Getting started with VoiceXML 2.0

Dave Raggett, revised 14th November 2001.

This is a short introduction to VoiceXML. It owes its heritage to a well travelled set of slides by Scott McGlashan of HP. Scott Co-Chairs the W3C Voice Browser working group and leads the VoiceXML subgroup.

VoiceXML Overview
Key Concepts of VoiceXML
VoiceXML Examples
Further Reading

VoiceXML Overview

telephone, voicexml interpreter and website

What is VoiceXML? Well its an XML language for writing Web pages you interact with by listening to spoken prompts and jingles, and control by means of spoken input. VoiceXML brings the Web to telephones. If you want to get a hands on feeling for what this is like, there are an increasing number of voice portals which you can phone into and try out for yourself. Several sites also offer free hosting for VoiceXML. Some pointers to these sites can be found in the FAQ on the overview page.

VoiceXML isnt HTML. HTML was designed for visual Web pages and lacks the control over the user-application interaction that is needed for a speech-based interface. With speech you can only hear one thing at a time (kind of like looking at a newspaper with a times 10 magnifying glass). VoiceXML has been carefully designed to give authors full control over the spoken dialog between the user and the application. The application and user take it in turns to speak: the application prompts the user, and the user in turn responds.

VoiceXML documents describe:

spoken prompts (synthetic speech)
output of audio files and streams
recognition of spoken words and phrases
recognition of touch tone (DTMF) key presses
recording of spoken input
control of dialog flow
telephony control (call transfer and hangup)

VoiceXML makes it easy to rapidly create new applications and shields developers from the low level and implementation details. It separates user-interaction from service logic. The W3C VoiceXML 2.0 specification is the definitive reference to VoiceXML. You can also find other related work on W3Cs voice browser overview page

Key Concepts

A session begins when the user starts to interact with a VoiceXML interpreter and continues as VoiceXML documents are loaded and unloaded. The session ends when requested by the user, VoiceXML document or interpreter context. The platform defines the default session behavior, although this can be overridden in part by VoiceXML.

VoiceXML documents define applications as a set of named dialog states. The user is always in one dialog state at any time. Each dialog specifies the next dialog to transition to using a URL.

VoiceXML dialogs include: forms and menus. A menu presents the user with a choice of options and the transitions to another dialog state based upon the users selection. A form defines an interaction that collects values for each of the fields in the form. Each field may specify a prompt, the expected input, and evaluation rules. The form can be submitted to a server in much the same way as for HTML.

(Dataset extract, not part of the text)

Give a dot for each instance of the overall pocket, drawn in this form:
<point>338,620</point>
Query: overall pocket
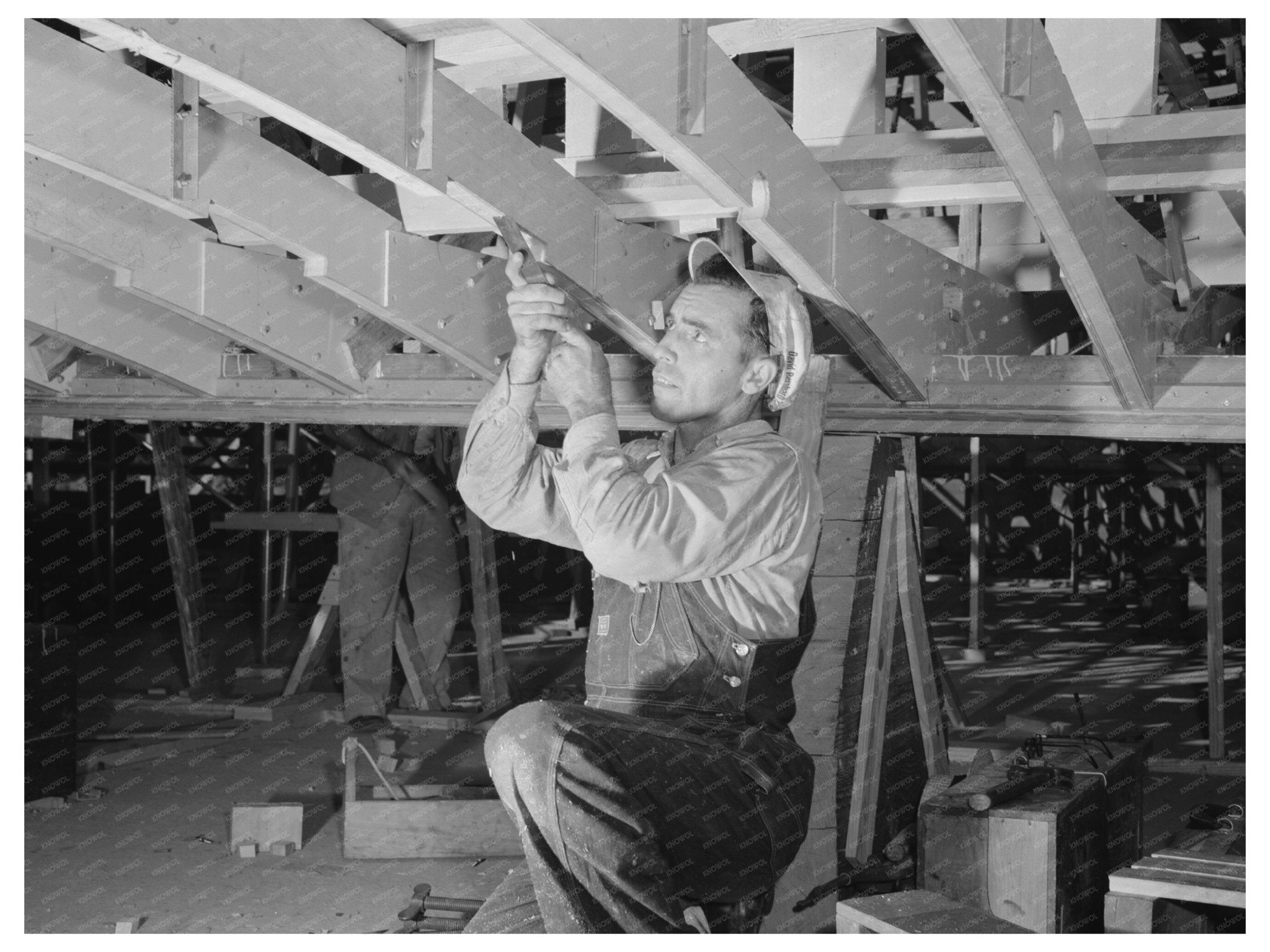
<point>639,640</point>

An application is a set of VoiceXML documents that share the same application root document. The root document is automatically loaded whenever one of the application documents is loaded, and remains loaded until there is a transition to a different application, or when the call is disconnected. The root document information is available to all documents in the same application.

several VoiceXML documents can share the same application root document

Each dialog state has one of more grammars associated with it, that are used to describe the expected user input, either spoken input or touch-tone (DTMF) key presses. In the simplest case, only the dialogs grammars are active in that dialog. In more complex cases, other grammars can be active.

grammars defined within the dialog itself
external grammars referenced by links
grammars defined at the document level and marked as being globally active
grammars defined in the root application document and active throughout the application

A subdialog is like a function call: it allows you to call out to a new dialog and then returns to the original dialog, retaining the local state information for that dialog. Sub dialogs can be used to handle confirmations and to create a library of re-usable dialogs for common tasks.

inheritance model for catching events
VoiceXML allows you to define named variables for holding data. These can be defined at any level and their scope follows an inheritance model. You can test the values of variables to determine what dialog state to transition to next. Variable expressions can also be used for conditional prompts and grammars etc.

Events are thrown when the user fails to respond to a prompt, or when the input cant be understood. VoiceXML allows you to write handlers for catching events. These follow an inheritance model, and events can be caught at a higher level if there is no corresponding handler at the dialog level.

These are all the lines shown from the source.